Вместо этого она крепко прижала к себе сумку и смотрела на маяки до тех пор, пока солнце не начало выжигать туман.
Перед сумерками высокие облака сбились в кучу за станцией Кеттлнесс, загромождая восточное небо грозовыми башнями, а из их иссиня-черных, словно кровоподтеки, брюх в белое от пены море уже изливались полосы дождя. Не успела наступить полночь, как шторм накатился на порт Уитби – и обрушился на берег. Мина, в расположенной над кухней узкой комнате, отделанной деревом, штукатуркой и поблекшими полосатыми обоями с призраками сотен тысяч вареных капустных голов, спала и видела сон.

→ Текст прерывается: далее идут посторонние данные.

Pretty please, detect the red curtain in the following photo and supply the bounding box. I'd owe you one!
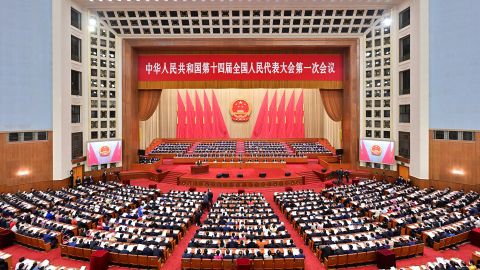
[185,91,195,138]
[277,91,287,138]
[267,90,278,138]
[320,89,343,122]
[177,90,187,138]
[194,91,205,139]
[203,90,214,138]
[285,91,295,138]
[212,92,230,139]
[252,91,268,138]
[293,90,305,138]
[138,89,162,121]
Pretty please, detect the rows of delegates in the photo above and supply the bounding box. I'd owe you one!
[274,180,480,260]
[151,142,192,154]
[245,141,295,157]
[177,141,237,158]
[183,193,304,266]
[290,142,332,155]
[0,179,207,266]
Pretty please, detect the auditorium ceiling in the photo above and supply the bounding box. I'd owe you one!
[81,0,401,38]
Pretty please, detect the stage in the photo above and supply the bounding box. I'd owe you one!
[177,168,305,188]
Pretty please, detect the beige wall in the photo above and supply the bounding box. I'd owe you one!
[140,89,341,149]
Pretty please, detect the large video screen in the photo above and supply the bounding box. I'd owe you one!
[360,139,395,165]
[87,140,122,166]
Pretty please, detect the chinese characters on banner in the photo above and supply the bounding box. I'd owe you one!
[138,54,343,81]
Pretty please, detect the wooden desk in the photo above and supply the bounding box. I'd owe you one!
[190,165,210,174]
[472,251,480,265]
[0,251,14,270]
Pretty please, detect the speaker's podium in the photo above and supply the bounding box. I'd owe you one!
[190,165,210,174]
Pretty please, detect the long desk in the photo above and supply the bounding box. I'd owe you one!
[173,157,308,164]
[209,162,287,169]
[177,176,305,188]
[190,165,210,174]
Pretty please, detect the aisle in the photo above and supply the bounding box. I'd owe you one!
[263,192,325,270]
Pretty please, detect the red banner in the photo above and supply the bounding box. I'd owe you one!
[138,54,343,81]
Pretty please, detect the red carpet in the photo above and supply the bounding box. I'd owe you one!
[3,176,480,270]
[183,168,298,181]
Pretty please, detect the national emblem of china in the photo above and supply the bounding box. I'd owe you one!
[230,99,252,122]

Она сидела у небольшого окна с откинутыми занавесками, глядя на то, как по улицам шествует гроза, ощущая на лице ледяные соленые брызги, перемешанные с дождем. На письменном столе лежали открытыми золотые карманные часы Джонатана, заглушая громким тиканьем гул и грохот, доносившиеся снаружи. МакДоннелл не приносил часов из Бельгии, и Мина его о них не спрашивала. Быстрые, дрожащие пальцы молний разветвлялись над крышами, омывая мир мгновениями дневного света.

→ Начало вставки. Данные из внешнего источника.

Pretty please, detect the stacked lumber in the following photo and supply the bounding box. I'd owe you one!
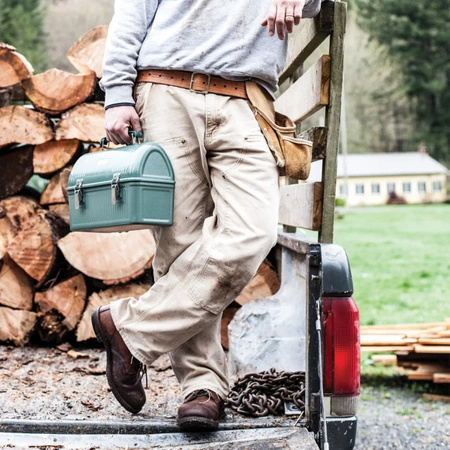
[361,318,450,383]
[0,26,155,345]
[0,26,279,347]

Сидевшая на кровати позади нее Люси сказала что-то про Черчилля и холодный ветер, потом рассмеялась. Звон подвесок люстры и хихиканье безумца, в котором смешались бархат, паутина и покрытые струпьями ржавчины железные решетки. И, продолжая смеяться:
– Сука… предательница, трусливая Вильгельмина.
Мина опустила взгляд, глядя на стрелки – часовую, минутную и секундную, бегущие по циферблату. Цепочка часов перекрутилась и была покрыта какой-то темной коркой.

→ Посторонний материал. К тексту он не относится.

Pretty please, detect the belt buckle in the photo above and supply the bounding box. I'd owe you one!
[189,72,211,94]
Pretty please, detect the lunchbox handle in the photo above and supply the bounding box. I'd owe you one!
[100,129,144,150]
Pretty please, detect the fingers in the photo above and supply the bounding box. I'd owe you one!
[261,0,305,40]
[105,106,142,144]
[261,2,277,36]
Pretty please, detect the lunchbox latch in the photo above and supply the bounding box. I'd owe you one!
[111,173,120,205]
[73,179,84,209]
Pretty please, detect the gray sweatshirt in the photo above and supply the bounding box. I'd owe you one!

– Люси, прошу тебя… – ее голос доносился откуда-то издалека и звучал так, словно ребенок просил, чтобы его пока не укладывали спать.
Ворчание, затем скрип пружин, шуршание белья и звук, который казался громче, чем дробь дождевых капель.
Шаги Люси Вестенра приближались. Стучали по голому полу каблуки, отмеряя расстояние.
Мина посмотрела в окно; улица Дроубридж была почему-то забита блеющими овцами с насквозь промокшей под дождем шерстью. Стадо сопровождал долговязый, нескладный пастух – чучело, принесенное ветром с пшеничных полей к западу от Уитби. Пальцы-веточки, высовывавшиеся из-под мешковины, направляли его стадо к порту.
Теперь Люси стояла очень близко. Сильнее дождя и старой капустной вони пахла ярость – кровью, чесночными головками и пылью. Мина смотрела на овец и грозу.
– Повернись, Мина. Повернись, посмотри на меня и скажи, что ты хотя бы любила Джонатана.
Повернись, Мина, и скажи…
– Прошу тебя, Люси, не оставляй меня здесь.
…и скажи мне, что ты хотя бы любила…
И овцы развернулись, задирая головы на коротких шеях, и Мина увидела, что у них маленькие красные крысиные глаза. А потом пугало завыло.
Руки Люси прохладным шелком легли на пылающие плечи Мины.
– Останься, не уходи пока…
И пальцы Люси, подобные безволосым паучьим лапкам, пробежали по щекам Мины, обхватили ее челюсть. Прижали к ее зубам что-то сухое и ломкое, хрустящее как бумага.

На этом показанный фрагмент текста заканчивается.